思わず叫んでしまった……本当に親バカだな…あの人は……


『私の天使の頼みなら断るわけにはいかないだろう?アドルフ君♪』


何か聞こえた気がする……気のせいだと信じたい…いや気のせいだ!


「ところで結局来るのはお母さんだけ?」

「いや、母さんにアロイス兄さん、アンゲラ姉さん、弟のエドムントと妹のパウラ……家族全員で来る……」

「いつ来るの?」

「二週間後……」

「それじゃあ準備を急ぎましょ!」

「さっきから準備って言ってるけどなんの準備するの?」

「バカね~フォルカーは……パーティーに決まってるんじゃない!」


フォルカーいじけるな、床にのの字を書きながらいじけるな……


「アドルフはなんにも心配しなくて良いからね♪アタシが全部やってあげるから♪」

「ごめん…むしろ心配しかないんだが……」

「安心して!シェーンブルン宮殿でやるから!」

「なにハプスブルク家の宮殿で庶民のパーティやろうとしてんだよ!?」

「お父様が何とかしてくれるわ!」


『エーリカ……流石にそれはムリがあるよ……』


ハインツさん……よく言った!


「とりあえず場所は後で決めて、何をやる?」

「ん~料理を作って振る舞うとかはどうかな?」


なるほど料理か……面白そうだな!あとフォルカー復活したんだ


「………」

「エーリカどうした?急に黙り込んで?」

「……い、いやなんでもないわよ?」

「そうか?ならいいや。
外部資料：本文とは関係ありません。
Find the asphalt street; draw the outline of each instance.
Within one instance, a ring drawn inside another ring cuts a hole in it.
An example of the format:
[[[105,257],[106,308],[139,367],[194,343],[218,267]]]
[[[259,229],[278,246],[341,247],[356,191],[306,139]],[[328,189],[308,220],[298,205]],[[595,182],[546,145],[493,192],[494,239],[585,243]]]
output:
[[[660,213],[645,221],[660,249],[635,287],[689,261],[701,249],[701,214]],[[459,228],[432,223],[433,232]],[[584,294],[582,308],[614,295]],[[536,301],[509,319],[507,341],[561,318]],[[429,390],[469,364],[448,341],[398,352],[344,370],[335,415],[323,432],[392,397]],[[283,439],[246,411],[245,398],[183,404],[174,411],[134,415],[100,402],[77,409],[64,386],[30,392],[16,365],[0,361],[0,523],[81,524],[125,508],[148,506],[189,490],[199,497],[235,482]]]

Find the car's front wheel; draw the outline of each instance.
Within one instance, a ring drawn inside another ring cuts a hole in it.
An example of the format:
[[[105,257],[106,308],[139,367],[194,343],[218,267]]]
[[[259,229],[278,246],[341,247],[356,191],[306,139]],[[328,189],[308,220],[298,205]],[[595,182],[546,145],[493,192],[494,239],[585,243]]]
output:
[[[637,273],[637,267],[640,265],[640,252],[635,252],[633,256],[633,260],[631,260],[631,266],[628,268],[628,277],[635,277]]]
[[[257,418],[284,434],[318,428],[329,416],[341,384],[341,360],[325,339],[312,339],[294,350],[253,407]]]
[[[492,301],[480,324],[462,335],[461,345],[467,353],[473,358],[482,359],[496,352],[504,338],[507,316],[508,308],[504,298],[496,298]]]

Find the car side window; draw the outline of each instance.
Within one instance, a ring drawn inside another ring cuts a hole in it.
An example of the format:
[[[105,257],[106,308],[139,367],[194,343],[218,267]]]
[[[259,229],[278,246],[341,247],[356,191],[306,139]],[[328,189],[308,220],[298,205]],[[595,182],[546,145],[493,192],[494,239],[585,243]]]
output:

よし、パーティの内容は料理を振る舞うでいいか!?」

『異議なし!』

「だ、大丈夫よ……」

「よし各自で作る料理を決めてくれ。オレはハンブルクステーキを作る!」

「じゃあ僕はアイントプフを作ろうかな」

「なら俺はシュニッツェルを作ってやる!」

「俺はカルトッフェルプッファーを作ろう」

「エーリカはなに作るんだ?」

「えっ!?ああ、え~と……ま、まだ決めてないわ……」

「そっか。まだ時間あるしゆっくり決めるといいよ」

「う、うん……」




エーリカが泊まっているホテルの部屋


「ミーナどうしよう!?」

「どうしたんですかお嬢様?帰ってくるなりいきなり大声をあげて?」

「あのね!二週間後にアドルフの家族が来るの!それでみんなで料理を作ることになったの!」

「それで私はどうすればいいのですか?」

「アタシに料理を教えて!」


そうするとミーナは苦笑いをしながら……


「お嬢様、私はメイドであって料理人ではありません。それに私も料理はできません」

「…そ…そんな……」

「お嬢様、貴族のご令嬢が料理をすることは普通ありません。そんなに落ち込まなくて良いんですよ?」

「でも……できないとアドルフになんて言われるか………」

「あの方はそんな人ではないと思いますよ」

「そうかな……?」

「明日、本人に聞いてみれば良いのでは?『料理の仕方を教えてください』っと」

「………わかったわ、やってみる!」




パーティまであと13日


なんだか緊張してきたわ……ただアドルフに『料理の仕方を教えて』って言うだけなのに……


「ア、アドルフ……」

「エーリカ、おはよう!」

「おはよう……」


なんか元気ないな、今日のエーリカ……顔赤いな……まさか!?風邪か!?


「ねえ……アドルフ?」

「エーリカ……お前もしかして……」

「な、なに?」

「風邪か?」

「……えっ?」

「今日は元気ないし顔も赤いし……」

「ち、ち、違うわよ!」

「じゃあどこか悪いのか!?」

「悪くなーーーーい!!」


走って行っちゃった……どうしたんだエーリカ?





パーティまで12日


今日こそアドルフに言うわよ……大丈夫よエーリカあなたにならできるわ!


「あっ。エーリカだ。あんなところで何してるんだ?しかも後ろ向いて……」


大丈夫、ただ『料理の仕方を教えて』って言えばいいのよ!


「おーい!エーリカ、そんなところで何してるんだ?」


集中するのよ……たかが13文字言えばいいのよ……


「聞こえてないのかな?近づいてみよう」


深呼吸して~落ち着いて~……よし!言うわよ!


「真後ろに立ってみたがまったく気が付いてないみたいだな……エーリカ聞こえ「アドルフッ!!」なに?」

「えっ……?」

「おはよう、エーリカ」


あれ?エーリカの顔が茹ダコみたくなったぞ?やっぱり風邪か?でも違うって言ってたし……


「アドルフ……いつから……そこに居たの?」

「いつから?ん~5分ほど前から」


なんかエーリカが『プルプルプルッ……!」みたいな感じに震えだしたぞ……!


「い……いやーーーーーー!!」

「ホゲッ!?」


な……なぜ…アッパーされたんだ……?しかもエーリカまた走って行っちゃった……





そしてそれから少し時がたった………





パーティーまであと1日!!



「今日こそ……いえ、今日しか言うチャンスはない……!!」


あれから何度もアドルフに言おうとしたわ……その度に邪魔が入る!ベネディクトがいきなり現れたり、ヤーコブとずっと話をしていて声をかけれなかったり、フォルカーが………何かしてたかしら……?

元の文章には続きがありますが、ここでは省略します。